TÜSAD, hekimlerin ve sağlık çalışanlarının özellikle pandemi sürecinde artan sorunlarını da dikkat çekti.
Uzm. Dr. Gizem Köybaşı tarafından seslendirilen videoda şu mesajlar verildi:
- Pandemi herkese sağlıklı yaşamın önemini öğretti. Ne yazık ki hekimlerin ve sağlık çalışanlarının ne kadar yaşamsal ve önemli bir iş yaptığını anlatmaya yetmedi.
- Çok değil daha iki yıl önce, pandeminin başlangıcında "kahraman doktorlar", "fedakâr sağlık çalışanları" gibi sıfatlarla onore edilmiş, Meclis'te ve sokaklarda alkışlarla desteklenmiştik. Tüm bunlar için teşekkür ederiz. Ancak biz kimse tarafından kahraman ilan edilmek, kutsallaştırılmak istemiyoruz. Çünkü biz gündeme göre popüler olan bir meslek icra etmiyoruz. Döneme göre popülist söylemler geliştirmiyoruz. Biz gerçek sorunlara gerçek çözümler üretmeye gayret ediyoruz.
- Biz hekimlerin talebi aslında oldukça net: Giderek kötüleşen yaşam standartlarının düzelmesi istiyoruz. Çalışma saatlerinde ortaya çıkan sorunların giderilmesini, özlük haklarımızın düzenlenmesini istiyoruz. Kimseye git denmemesini, kimsenin de gitmemesini istiyoruz. Aksine meslekten uzaklaşan gençlerimizin kazanılmasını, ülke dışına giden gençlerimizi döndürecek koşulların sağlanmasını talep ediyoruz.
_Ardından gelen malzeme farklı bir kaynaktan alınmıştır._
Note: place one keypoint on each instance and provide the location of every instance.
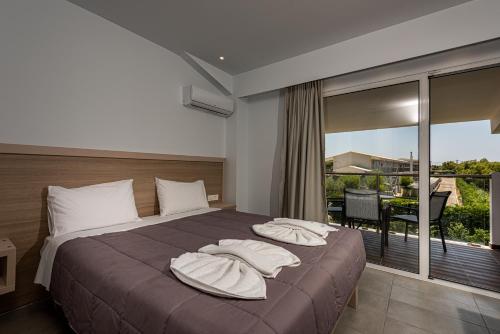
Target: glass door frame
(379, 81)
(423, 156)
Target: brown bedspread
(121, 282)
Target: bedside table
(7, 266)
(223, 205)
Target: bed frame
(26, 172)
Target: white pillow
(89, 207)
(177, 197)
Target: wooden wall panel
(24, 179)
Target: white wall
(469, 23)
(252, 161)
(71, 78)
(264, 116)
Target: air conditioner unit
(201, 99)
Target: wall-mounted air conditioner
(201, 99)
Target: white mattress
(51, 244)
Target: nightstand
(7, 266)
(223, 205)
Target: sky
(449, 142)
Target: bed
(120, 282)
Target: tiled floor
(387, 304)
(478, 267)
(396, 304)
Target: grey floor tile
(365, 321)
(438, 305)
(492, 319)
(345, 329)
(489, 303)
(393, 326)
(435, 290)
(372, 301)
(430, 321)
(377, 282)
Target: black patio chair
(336, 208)
(364, 206)
(437, 202)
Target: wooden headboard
(27, 171)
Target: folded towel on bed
(266, 258)
(219, 276)
(319, 228)
(289, 234)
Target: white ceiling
(254, 33)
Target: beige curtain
(302, 188)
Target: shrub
(457, 231)
(405, 181)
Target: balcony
(470, 224)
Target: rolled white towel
(266, 258)
(315, 227)
(219, 276)
(289, 234)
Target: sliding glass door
(372, 156)
(465, 155)
(428, 145)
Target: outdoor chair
(437, 205)
(363, 206)
(336, 209)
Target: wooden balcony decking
(477, 267)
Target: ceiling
(463, 97)
(254, 33)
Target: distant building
(356, 162)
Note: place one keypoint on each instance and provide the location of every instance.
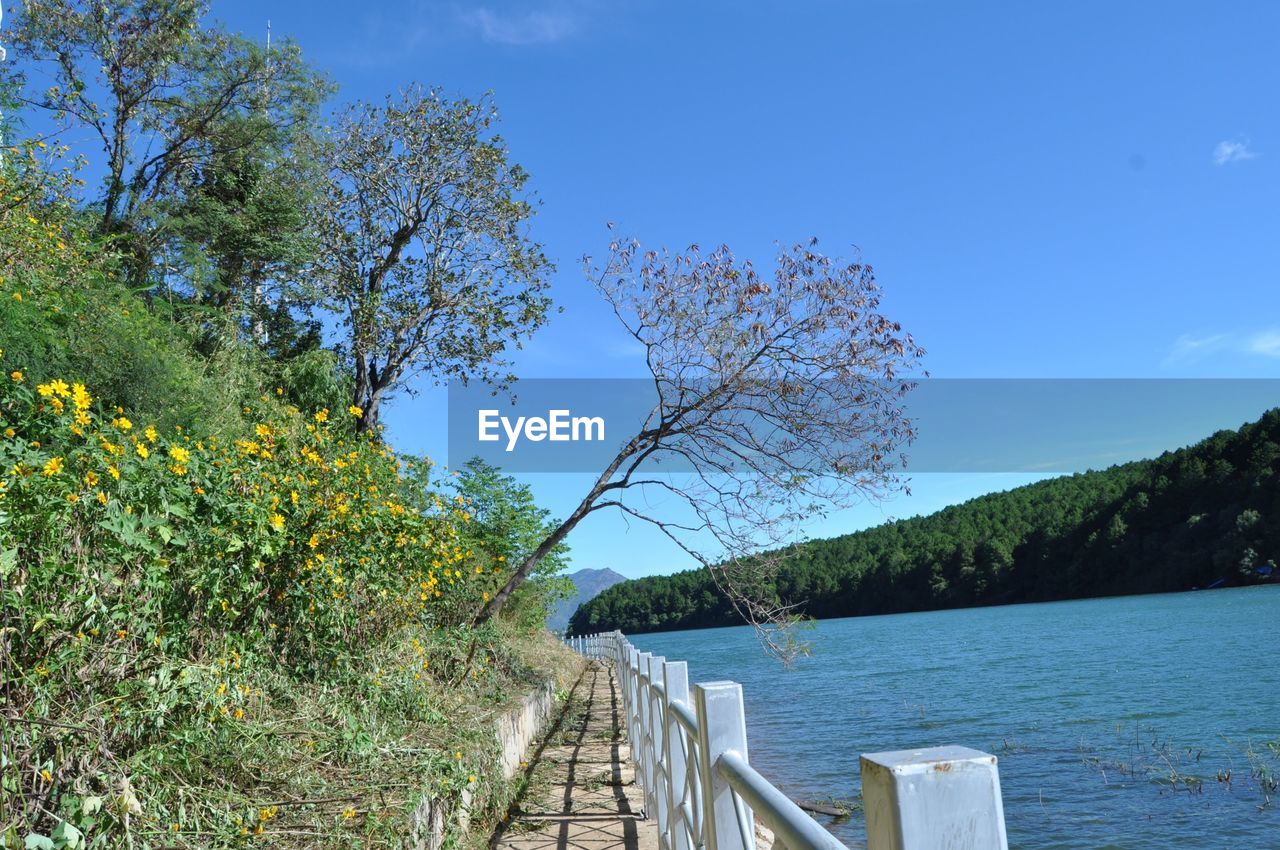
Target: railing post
(657, 801)
(675, 676)
(944, 796)
(722, 726)
(634, 711)
(641, 743)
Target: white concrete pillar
(944, 798)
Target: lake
(1105, 713)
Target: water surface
(1105, 713)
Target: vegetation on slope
(1179, 521)
(228, 618)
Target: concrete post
(933, 799)
(721, 726)
(657, 799)
(640, 743)
(675, 676)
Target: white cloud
(1191, 348)
(1266, 343)
(540, 26)
(1233, 151)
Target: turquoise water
(1096, 709)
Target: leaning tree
(778, 398)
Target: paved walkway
(581, 793)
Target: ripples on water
(1093, 707)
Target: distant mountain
(1203, 516)
(590, 584)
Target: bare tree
(782, 398)
(159, 91)
(423, 243)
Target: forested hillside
(1179, 521)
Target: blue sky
(1043, 188)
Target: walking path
(581, 791)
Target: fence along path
(584, 798)
(698, 786)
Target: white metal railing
(690, 757)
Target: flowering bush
(151, 583)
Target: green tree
(161, 94)
(508, 525)
(423, 243)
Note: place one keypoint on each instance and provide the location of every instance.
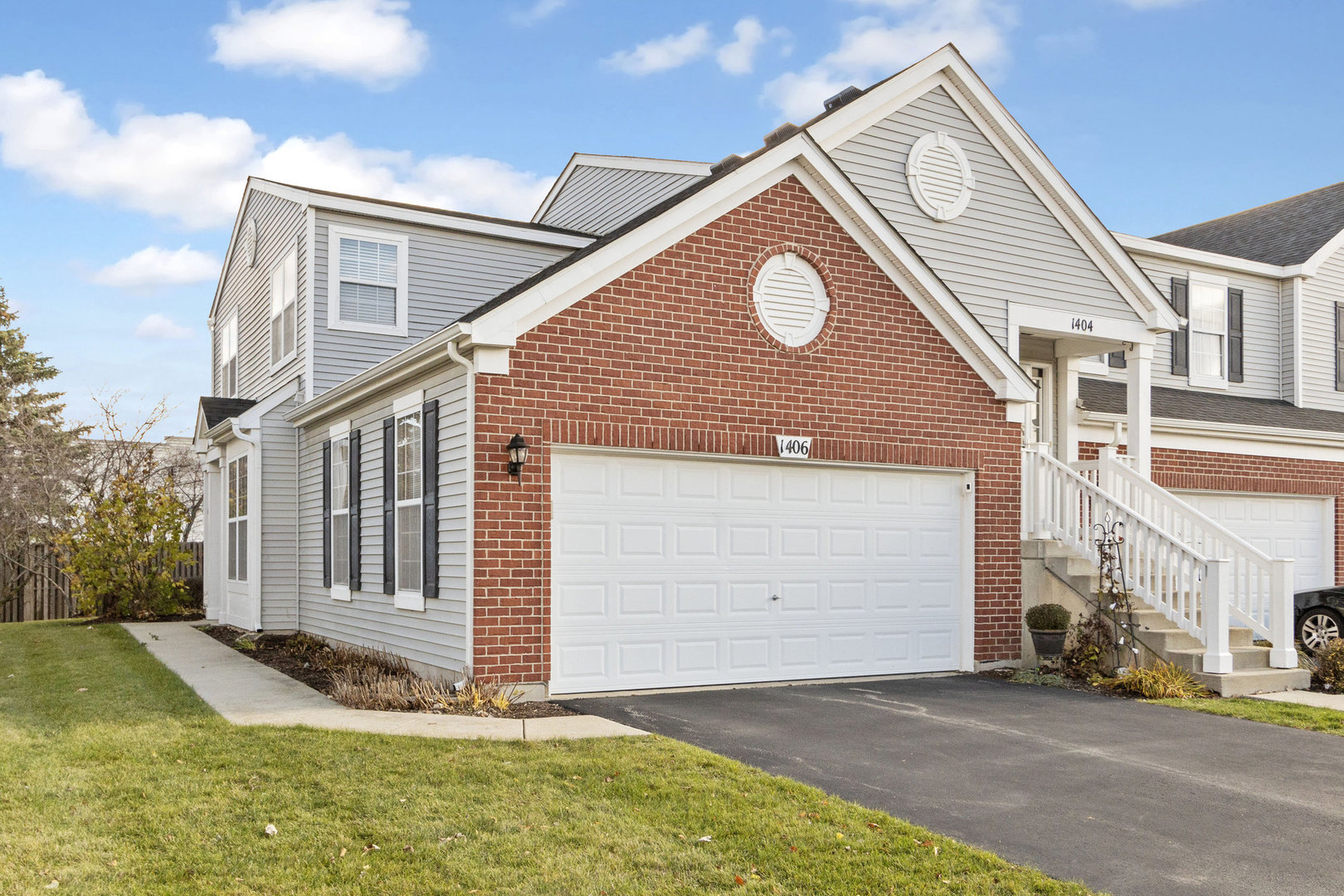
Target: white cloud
(158, 327)
(366, 41)
(537, 12)
(155, 266)
(738, 58)
(663, 54)
(191, 168)
(873, 47)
- Gitmek ya da gitmemek çözüm değil. Ancak emeğimizin karşılığını alamadan geçen her gün ve her sağlıkta şiddet haberi geleceğe dair umutlarımızı tüketiyor. Artık biz bu umutsuzluk girdabından kurtulmak istiyoruz. Çünkü henüz pandemi bitmiş değil. Biz tüm gücümüzle Covid-19 ile mücadelemize devam etmeliyiz. Daha sağlıklı günler için daha sağlıklı bir ortamı şimdi inşa etmeliyiz.